One Small Step for Space-Food: Flour with the Nutrition of Fresh Fruit


Like so many new technologies, the idea is, currently, “for the Army.” But we know well enough that most things developed for the military make their way into civilian, everyday life soon enough. So, get your bowls ready for fresh fruit-bread, fruit-pasta, fruit-emergency rations, or pretty much any other wheat product sporting the nutritional value of a bunch of blueberries or, presumably, most any other health fruit or vegetable, thanks to research done by North Carolina State University and the United States’ Army. Tomorrow’s MREs are the day after’s grocery store stock.

The idea is a bit like V-8, but instead of juicing, the nutrient-chemicals (nutrients are chemicals, of course) themselves are extracted and combined with flours or protein powders. Specifically, researchers at NC State’s Plants for Human Health Institute extracted from muscadine grapes (anthocyanins, which fight chronic diseases and cancer) and kale greens (glucosinolates, which fight cancer), through a process that stripped away sugars, water, and fats, leaving the desired nutrients in concentrated form.
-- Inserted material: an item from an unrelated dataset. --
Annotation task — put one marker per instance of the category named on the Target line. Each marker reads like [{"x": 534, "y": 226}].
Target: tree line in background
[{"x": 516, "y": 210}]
Those nutrients are then mixed with soy-based flour for the grapes, and hemp-based flour for the kale. The results are shelf-stable ingredients that can be used in all kinds of things with the ability to survive extreme conditions for long periods of time, while still providing the nutrition of fresh fruits and vegetables. This is good news for GIs, mountain climbers, people in space, and, again, probably one day you and I. Also: people that hate fruits and vegetables. They existthough I’m not sure that’s a philosophy worthy of being be catered to.